Едва ли не каждая немецкая листовка призывала сдаваться в плен. «Твое рабочее место разрушено большевиками. В Германии ты найдешь работу и хлеб. Зовите с собой ваших братьев, сестер и друзей! Вы только подумайте: ведь вместе можно ехать, вместе работать и вместе в свободное время петь ваши красивые народные песни, играть ваши прекрасные мелодии, веселиться и танцевать ваши народные танцы!».
Стихи на рисунках, обратная сторона которых служила официальным пропуском в добровольный плен, были не лучше рисунков:
Одна из листовок была напечатана в форме большой бутылки, на этикетке которой красовался текст секретного приказа №0999, согласно которому «под личную ответственность командиров частей» следовало «обеспечить снабжение каждого бойца, действующего на передовой линии фронта, водкой.

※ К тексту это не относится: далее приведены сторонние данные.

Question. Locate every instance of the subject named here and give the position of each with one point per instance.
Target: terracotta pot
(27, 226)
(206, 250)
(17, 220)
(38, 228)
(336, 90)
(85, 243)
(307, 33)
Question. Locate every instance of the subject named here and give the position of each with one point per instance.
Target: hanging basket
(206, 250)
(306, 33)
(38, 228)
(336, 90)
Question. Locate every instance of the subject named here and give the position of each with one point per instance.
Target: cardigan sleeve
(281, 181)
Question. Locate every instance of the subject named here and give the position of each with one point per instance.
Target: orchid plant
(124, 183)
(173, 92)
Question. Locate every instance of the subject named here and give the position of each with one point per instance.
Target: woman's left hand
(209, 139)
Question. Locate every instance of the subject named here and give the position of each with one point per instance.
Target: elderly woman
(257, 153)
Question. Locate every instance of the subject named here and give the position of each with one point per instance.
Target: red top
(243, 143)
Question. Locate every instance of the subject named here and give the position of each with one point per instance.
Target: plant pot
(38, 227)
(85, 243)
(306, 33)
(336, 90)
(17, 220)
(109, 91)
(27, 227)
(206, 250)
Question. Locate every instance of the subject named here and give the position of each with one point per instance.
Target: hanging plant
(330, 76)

Водку выдавать преимущественно перед атакой». «Не подлость ли, – вопрошали на другой стороне бумажной бутылки, – напоить человека водкой, чтобы он, одурманенный ею, не отдавая себе ни в чем отчета, лез в бой, в котором предстоит верная смерть».
Но бойцы, к которым тщетно взывали немецкие пропагандисты, считали это не обманом, а милостью. Идти в бой все равно надо, так лучше, если водка затопит страх.

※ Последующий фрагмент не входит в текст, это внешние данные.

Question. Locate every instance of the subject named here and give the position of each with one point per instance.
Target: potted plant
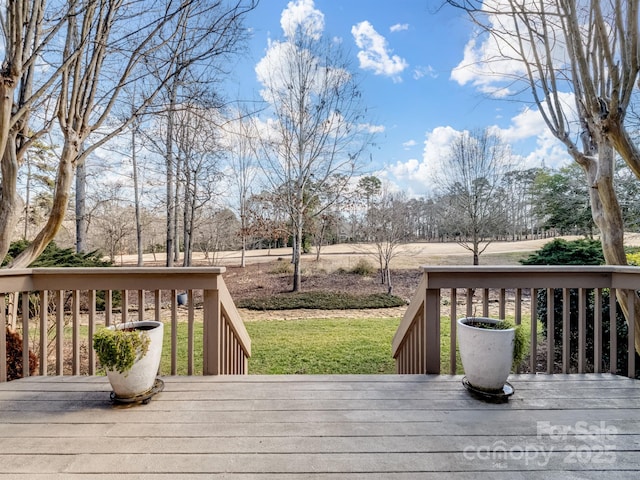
(489, 348)
(130, 353)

– Держи, – сказала Якову Зоя Кудинова, протягивая ему флягу, – я раньше и в рот не брала, а тут пристрастилась. И я не стыжусь. Не то время, чтобы стыдиться. Пей. Хорошая, трофейная. Такую неизвестно еще когда попробуешь.
Зоя Кудинова была снайпером. Яков должен был написать про нее очерк. Днями напролет лежала она в белом маскхалате, почти неподвижно, на снегу, держа на мушке очередной предполагаемый немецкий блиндаж и надеясь прибавить к списку убитых ею врагов еще одну человеческую жизнь.
– Я до войны в планово-экономическом отделе училась, – рассказывала Якову Зоя, и взгляд ее становился все более неприкаянным, – до войны больше всего о ребенке мечтала. Это я не для статьи тебе, не пиши об этом. Когда столько на снегу лежишь… Застудила я себе все. Да так застудила, что, похоже, не будет у меня детей. Никогда уже не будет. Слушай, а вот ты рисуешь, я знаю хорошо, а можешь меня с ребеночком нарисовать? Пусть он хоть на картинке живет, если в настоящей жизни не довелось ему родиться.
Яков для нее не рисунок нарисовал, а целую картину сделал. Три вечера старался, привез потом, специально. Когда увидела мальчоночку, глазками на нее своими так трепетно глядящего, не выдержала, в слезы ударилась. Она, 16 человек из снайперской своей винтовки уложившая, слов не могла найти.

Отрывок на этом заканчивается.